THE CAST – Matthias Schoenaerts, Joel Kinnaman, Maika Monroe, Paul Schneider, Nicholas Crovetti & Ryan Phillippe
THE TEAM – Jeremie Guez (Director/Writer)
THE RUNNING TIME – 90 Minutes
By Josh Parham
It seems that no matter how much time passes, the relentless fascination for gangster stories will never cease. This landscape has provided many well-remembered achievements in cinema but can also show itself to be quite diverse. While certain classics showcase the specific worlds of one or two communities, the tapestry is rich with different perspectives that are not bound by location, culture, or race. Still, the foundation often remains the same in many of these films and true variety can be overlooked. Such is the fate of “Brothers by Blood,” a frank crime drama that struggles to gain new ground in an overexposed genre.

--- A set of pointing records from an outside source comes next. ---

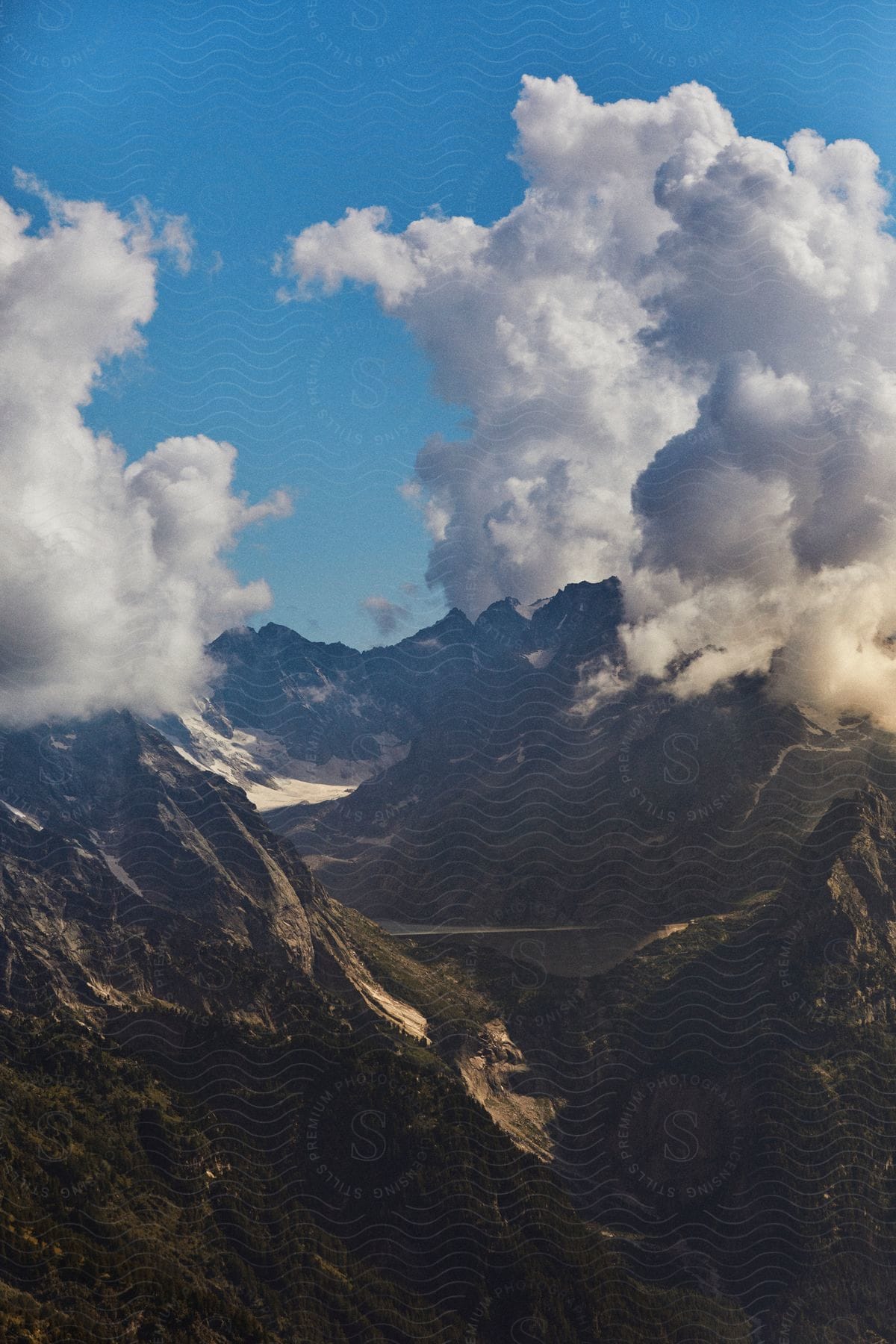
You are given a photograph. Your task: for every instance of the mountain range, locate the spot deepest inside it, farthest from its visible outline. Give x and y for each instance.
(617, 1063)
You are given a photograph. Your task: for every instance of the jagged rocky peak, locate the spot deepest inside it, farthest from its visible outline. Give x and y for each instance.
(581, 620)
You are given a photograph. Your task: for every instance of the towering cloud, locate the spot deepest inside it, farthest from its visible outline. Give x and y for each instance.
(111, 578)
(679, 358)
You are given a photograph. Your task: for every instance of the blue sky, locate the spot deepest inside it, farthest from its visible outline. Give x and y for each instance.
(258, 119)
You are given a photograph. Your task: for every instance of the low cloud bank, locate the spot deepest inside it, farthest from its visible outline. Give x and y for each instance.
(680, 359)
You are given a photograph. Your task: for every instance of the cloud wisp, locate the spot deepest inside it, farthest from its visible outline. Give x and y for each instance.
(112, 578)
(679, 361)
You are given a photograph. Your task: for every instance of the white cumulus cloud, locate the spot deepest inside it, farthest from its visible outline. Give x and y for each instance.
(677, 352)
(111, 574)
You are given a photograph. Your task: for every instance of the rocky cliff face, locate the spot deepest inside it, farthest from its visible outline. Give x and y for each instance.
(231, 1108)
(528, 784)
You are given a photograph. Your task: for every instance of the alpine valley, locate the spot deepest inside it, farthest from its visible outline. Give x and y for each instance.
(462, 989)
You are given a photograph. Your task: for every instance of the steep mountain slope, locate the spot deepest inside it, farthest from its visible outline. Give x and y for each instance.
(729, 1093)
(220, 1120)
(534, 786)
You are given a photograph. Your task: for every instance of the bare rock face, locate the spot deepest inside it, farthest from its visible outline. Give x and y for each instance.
(129, 874)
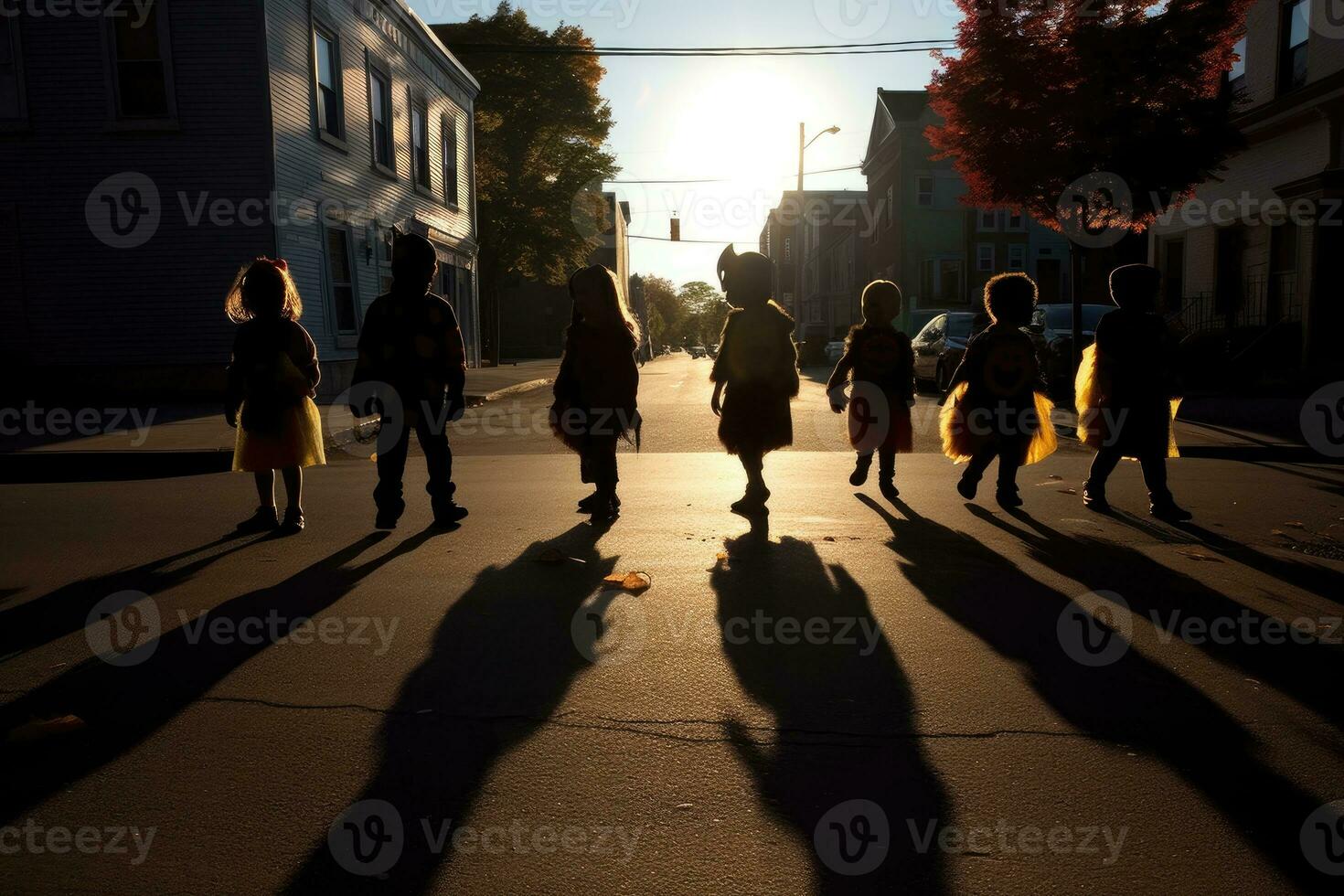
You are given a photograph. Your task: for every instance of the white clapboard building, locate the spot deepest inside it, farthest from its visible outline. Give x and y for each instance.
(152, 148)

Set in Philadelphia, the story follows Peter (Matthias Schoenaerts) and the tumultuous relationship with his cousin Michael (Joel Kinnaman). The pair are embedded within the city’s criminal scene, though Michael takes a much more proactive role. Peter feels a great trepidation by falling further into this world and taking any opportunity to distance himself from the growing criminality. Tensions start to escalate between the Irish and Italian mobs, the former of which the cousins are a part of, and a war feels imminent. As Michael assesses his role in the upcoming violence, he must balance his loyalty toward someone as close as a brother and the necessity to find peace in a more stable life.

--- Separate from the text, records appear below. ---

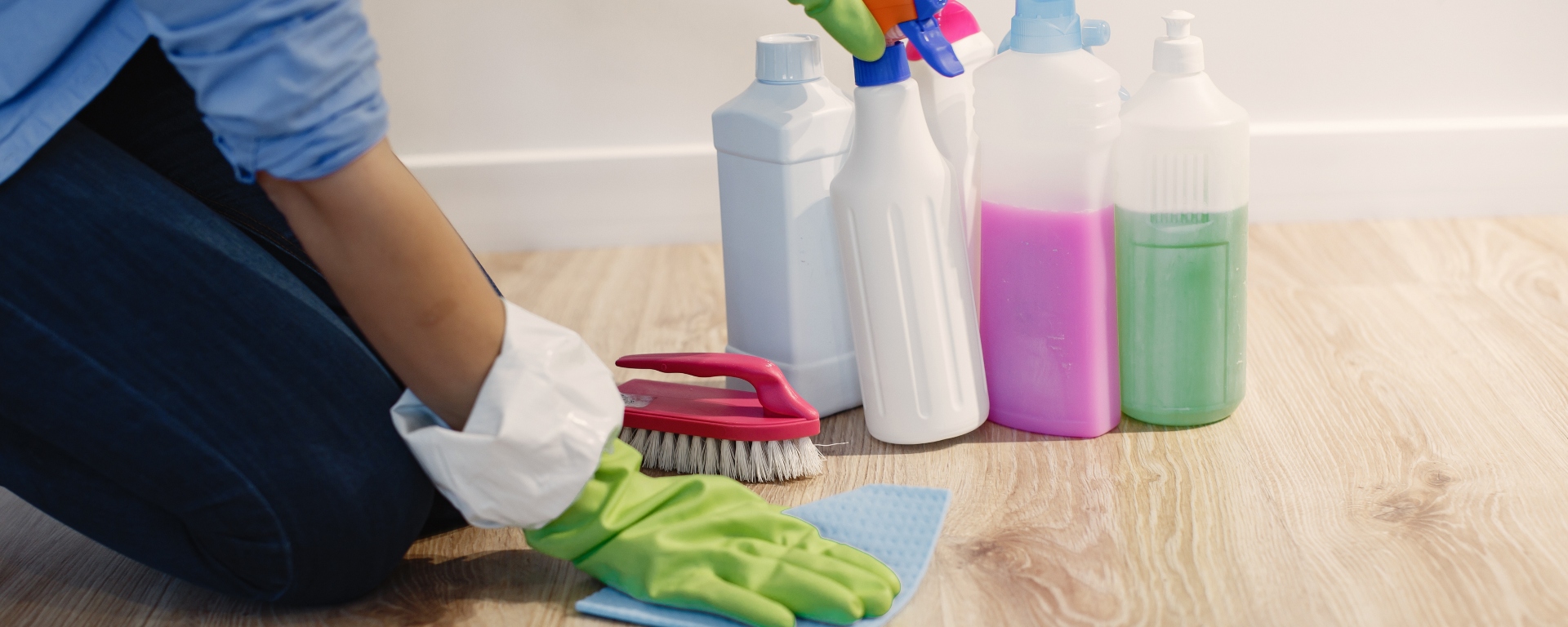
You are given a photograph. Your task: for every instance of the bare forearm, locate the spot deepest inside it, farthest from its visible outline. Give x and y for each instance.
(403, 274)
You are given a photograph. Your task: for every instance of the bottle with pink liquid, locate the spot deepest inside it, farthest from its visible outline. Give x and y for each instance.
(1046, 113)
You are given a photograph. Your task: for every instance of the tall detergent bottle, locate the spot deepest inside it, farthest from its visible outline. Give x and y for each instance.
(1046, 117)
(1181, 240)
(911, 305)
(949, 112)
(780, 145)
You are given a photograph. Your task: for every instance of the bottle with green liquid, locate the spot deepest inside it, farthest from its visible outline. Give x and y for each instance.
(1181, 240)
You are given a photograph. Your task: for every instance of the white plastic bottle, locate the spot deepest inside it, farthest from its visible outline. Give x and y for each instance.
(911, 305)
(1181, 240)
(949, 112)
(780, 145)
(1046, 115)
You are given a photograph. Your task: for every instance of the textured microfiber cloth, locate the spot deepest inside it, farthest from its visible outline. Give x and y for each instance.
(896, 524)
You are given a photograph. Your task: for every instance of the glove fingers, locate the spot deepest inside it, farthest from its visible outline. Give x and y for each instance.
(864, 562)
(811, 594)
(850, 24)
(705, 591)
(874, 593)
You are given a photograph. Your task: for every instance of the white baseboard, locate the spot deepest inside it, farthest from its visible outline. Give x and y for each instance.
(1344, 170)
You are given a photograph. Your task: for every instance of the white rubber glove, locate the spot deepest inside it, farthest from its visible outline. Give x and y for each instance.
(541, 420)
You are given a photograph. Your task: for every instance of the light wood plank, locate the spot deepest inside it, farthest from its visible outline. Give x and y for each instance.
(1397, 463)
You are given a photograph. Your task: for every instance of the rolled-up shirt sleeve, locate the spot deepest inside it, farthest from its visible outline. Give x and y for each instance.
(287, 87)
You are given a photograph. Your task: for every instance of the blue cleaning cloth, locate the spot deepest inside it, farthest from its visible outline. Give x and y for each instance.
(894, 524)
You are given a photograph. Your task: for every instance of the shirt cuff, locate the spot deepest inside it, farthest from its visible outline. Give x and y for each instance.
(545, 414)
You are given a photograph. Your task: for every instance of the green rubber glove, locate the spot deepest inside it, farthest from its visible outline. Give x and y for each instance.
(707, 543)
(850, 24)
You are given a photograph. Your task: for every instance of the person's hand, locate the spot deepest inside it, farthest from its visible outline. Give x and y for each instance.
(850, 24)
(707, 543)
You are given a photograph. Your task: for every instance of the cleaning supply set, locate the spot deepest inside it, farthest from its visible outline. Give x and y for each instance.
(1070, 233)
(1002, 259)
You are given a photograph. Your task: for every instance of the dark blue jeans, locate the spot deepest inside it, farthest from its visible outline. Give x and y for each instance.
(176, 378)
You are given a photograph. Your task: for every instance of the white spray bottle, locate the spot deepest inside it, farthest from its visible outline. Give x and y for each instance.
(780, 145)
(906, 272)
(951, 112)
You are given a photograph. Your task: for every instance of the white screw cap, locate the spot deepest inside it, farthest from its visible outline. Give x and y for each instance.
(1178, 52)
(1178, 24)
(789, 59)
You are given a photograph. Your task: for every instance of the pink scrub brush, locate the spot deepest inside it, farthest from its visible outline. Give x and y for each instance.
(763, 436)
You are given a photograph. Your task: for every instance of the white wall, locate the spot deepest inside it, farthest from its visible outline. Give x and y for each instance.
(587, 124)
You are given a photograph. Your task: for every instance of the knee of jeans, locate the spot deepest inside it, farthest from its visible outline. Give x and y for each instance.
(337, 540)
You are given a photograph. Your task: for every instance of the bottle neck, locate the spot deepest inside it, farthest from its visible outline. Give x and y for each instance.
(889, 115)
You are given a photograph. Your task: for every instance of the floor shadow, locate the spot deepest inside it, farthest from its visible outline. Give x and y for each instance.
(421, 591)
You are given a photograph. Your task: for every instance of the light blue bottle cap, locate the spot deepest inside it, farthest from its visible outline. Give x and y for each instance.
(1053, 25)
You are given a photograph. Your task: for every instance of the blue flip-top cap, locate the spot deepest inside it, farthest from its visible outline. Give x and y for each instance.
(893, 68)
(1053, 25)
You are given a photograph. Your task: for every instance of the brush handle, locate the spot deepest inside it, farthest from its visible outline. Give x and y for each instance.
(773, 389)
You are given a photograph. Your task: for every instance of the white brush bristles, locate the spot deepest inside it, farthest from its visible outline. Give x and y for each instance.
(744, 461)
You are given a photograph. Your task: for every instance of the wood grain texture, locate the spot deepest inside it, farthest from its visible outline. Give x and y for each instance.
(1399, 461)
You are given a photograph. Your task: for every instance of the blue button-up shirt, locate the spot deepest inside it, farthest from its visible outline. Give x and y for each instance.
(287, 87)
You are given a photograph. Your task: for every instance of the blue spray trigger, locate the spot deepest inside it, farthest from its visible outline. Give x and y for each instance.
(925, 10)
(932, 44)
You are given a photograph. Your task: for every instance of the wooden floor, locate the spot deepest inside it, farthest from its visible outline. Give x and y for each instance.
(1401, 460)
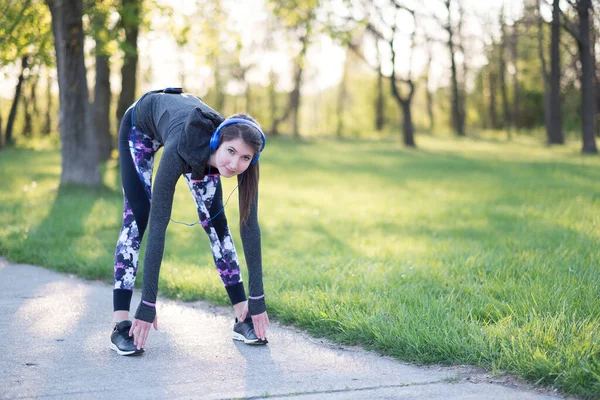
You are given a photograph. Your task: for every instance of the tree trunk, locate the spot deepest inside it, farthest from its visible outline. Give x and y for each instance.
(295, 101)
(545, 74)
(13, 109)
(429, 95)
(219, 92)
(248, 96)
(506, 119)
(130, 20)
(380, 103)
(27, 123)
(294, 97)
(101, 110)
(78, 147)
(456, 117)
(556, 135)
(408, 129)
(342, 94)
(588, 101)
(514, 50)
(273, 103)
(48, 123)
(493, 87)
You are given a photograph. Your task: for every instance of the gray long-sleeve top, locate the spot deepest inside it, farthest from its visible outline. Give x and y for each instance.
(184, 125)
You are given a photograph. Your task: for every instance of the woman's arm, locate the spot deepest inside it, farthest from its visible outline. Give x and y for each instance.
(170, 169)
(250, 234)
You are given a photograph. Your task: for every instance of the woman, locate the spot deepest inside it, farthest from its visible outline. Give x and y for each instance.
(202, 147)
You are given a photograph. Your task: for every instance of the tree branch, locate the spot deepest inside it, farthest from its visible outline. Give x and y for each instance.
(17, 20)
(570, 27)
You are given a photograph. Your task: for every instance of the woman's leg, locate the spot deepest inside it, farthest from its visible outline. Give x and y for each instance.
(136, 157)
(208, 195)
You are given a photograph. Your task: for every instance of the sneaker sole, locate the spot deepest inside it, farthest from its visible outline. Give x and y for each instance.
(241, 338)
(125, 353)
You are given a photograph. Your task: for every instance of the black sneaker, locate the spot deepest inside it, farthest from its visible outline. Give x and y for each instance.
(244, 331)
(121, 342)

Writer-director Jérémie Guez tackles this material with a blunt approach, forgoing any nuance that could be afforded with a more sophisticated plot. The filmmaking is flat and stilted, causing the momentum to stall and the pacing to crawl. The film’s style is mostly banal, save for the oppressive close-ups and occasional cross-cutting attempting to break the monotony but only offers scenes of surface-level tension. As uninspired the direction may be, the screenplay fares even worse with an indulgence in shallow characters, stale dialogue and tired tropes of a masculine criminal enterprise with emotional bonds that are incredibly weak. Not much in the structure feels inventive in any storytelling method, and what’s left is the poor execution of a pedestrian narrative racing towards a frustratingly anti-climactic ending.

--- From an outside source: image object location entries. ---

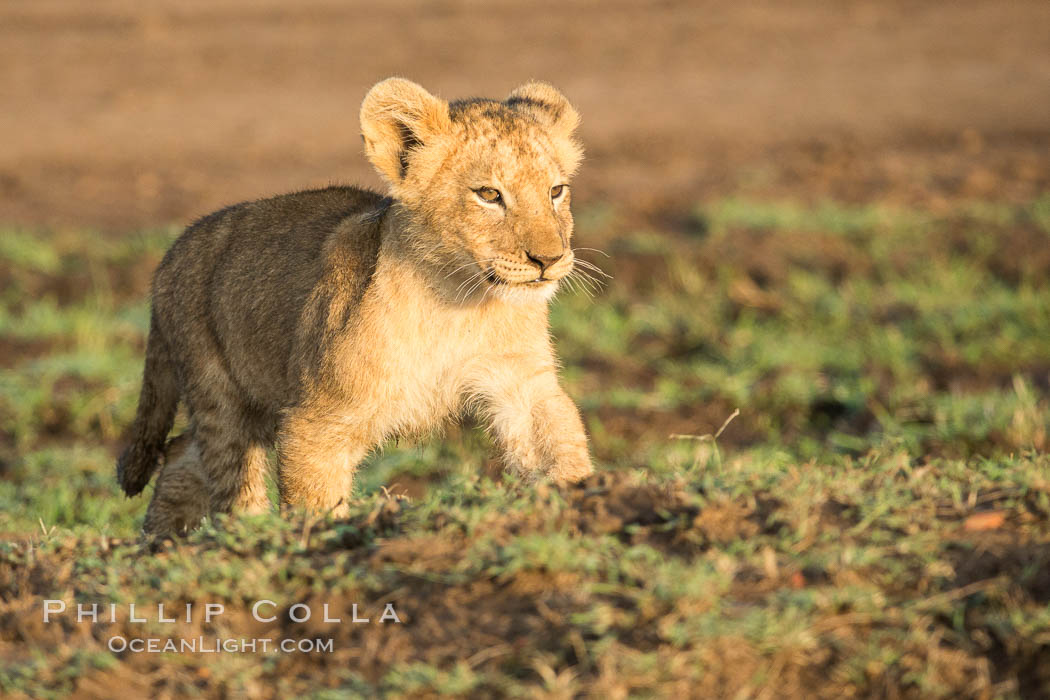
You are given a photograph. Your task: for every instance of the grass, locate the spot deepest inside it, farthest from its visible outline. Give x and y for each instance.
(876, 521)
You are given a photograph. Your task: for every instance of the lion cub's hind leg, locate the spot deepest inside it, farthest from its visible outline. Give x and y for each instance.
(181, 494)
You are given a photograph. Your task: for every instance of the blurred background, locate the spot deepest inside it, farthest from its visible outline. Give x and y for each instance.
(119, 113)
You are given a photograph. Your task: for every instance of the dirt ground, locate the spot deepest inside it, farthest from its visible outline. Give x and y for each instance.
(120, 114)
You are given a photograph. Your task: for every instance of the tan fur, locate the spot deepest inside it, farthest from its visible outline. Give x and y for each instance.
(328, 321)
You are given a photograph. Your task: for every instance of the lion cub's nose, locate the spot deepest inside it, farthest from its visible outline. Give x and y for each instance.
(544, 260)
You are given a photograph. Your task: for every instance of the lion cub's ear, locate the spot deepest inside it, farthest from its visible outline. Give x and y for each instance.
(545, 104)
(399, 117)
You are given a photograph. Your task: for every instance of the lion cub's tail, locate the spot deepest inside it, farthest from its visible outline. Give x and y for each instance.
(153, 420)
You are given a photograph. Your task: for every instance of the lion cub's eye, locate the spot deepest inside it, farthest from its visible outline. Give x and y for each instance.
(489, 194)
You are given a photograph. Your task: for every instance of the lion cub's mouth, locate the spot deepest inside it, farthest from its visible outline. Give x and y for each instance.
(496, 279)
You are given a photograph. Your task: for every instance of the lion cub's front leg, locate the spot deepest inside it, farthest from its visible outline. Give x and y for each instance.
(318, 455)
(537, 424)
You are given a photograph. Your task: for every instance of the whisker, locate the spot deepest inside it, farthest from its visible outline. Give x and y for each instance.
(593, 250)
(594, 268)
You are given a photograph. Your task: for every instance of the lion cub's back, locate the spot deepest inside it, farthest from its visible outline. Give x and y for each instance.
(242, 275)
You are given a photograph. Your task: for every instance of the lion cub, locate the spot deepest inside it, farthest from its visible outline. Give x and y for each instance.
(327, 321)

Schoenaerts is a respectable actor who has given some commanding performances in the past. Still, it is disappointing to report that he delivers one of his least charismatic turns to date. His presence here is somber to the point of nearly comatose, and he ends up with a portrayal that feels inert and, frankly, bored by the material. For his part, Kinnaman actually attempts to bring some villainous charm to his character and has a magnetic quality that makes him watchable. Still, it’s a more subdued performance that doesn’t showcase that much energy to be compelling. One appreciates his efforts to craft an engaging antagonist whose menace is captivating, but the character’s hollow nature deafens his impact.
The best in show probably belongs to Paul Schneider as a family friend with a debt to pay, as he delivers some layered and appealing character work that makes one ultimately invested in his screen time. One offers the greatest of sympathies for Maika Monroe as a bland love interest for Peter, who is completely wasted in a thankless role. She also serves as a further reminder of the complete lacking interest in the sparring female characters presented. Ryan Phillippe is also prominent in the flashbacks as Peter’s father, who is dealing with his daughter’s death. He does bring some emotional gravitas to this section but also struggles to create an entirely convincing portrait. He becomes yet another member of this ensemble that is at best serviceable and at worst dreadfully plain.
There isn’t much in “Brothers by Blood” that one hasn’t been accustomed to seeing in countless other films, and that is its biggest flaw. The story itself is mundane and lacks the creativity to find innovative ways to craft an exciting tale. Instead, it treads on familiar conflicts that are populated with wooden characters and a trite plot. The filmmaking is just as vapid and sadly, the performances do not elevate this material either, save for a few glimpses of more intriguing work that are far too inconsistent. No doubt the endless parade of gangster films will continue after this one. Hopefully, those entries will find the space for a more engrossing production than this particular effort.
THE FINAL SCORE
THE GOOD – Joel Kinnaman tries to give some flare in his performance and create a character with villainous charm. Paul Schneider is best in show in an engaging supporting turn.
THE BAD – The story is a pedestrian tale that lacks innovation and creativity. The filmmaking is mostly banal and slows the pacing to a crawl. The script is littered with weak characters and stale dialogue. Most of the ensemble is merely serviceable, with a bland performance from Matthias Schoenaerts.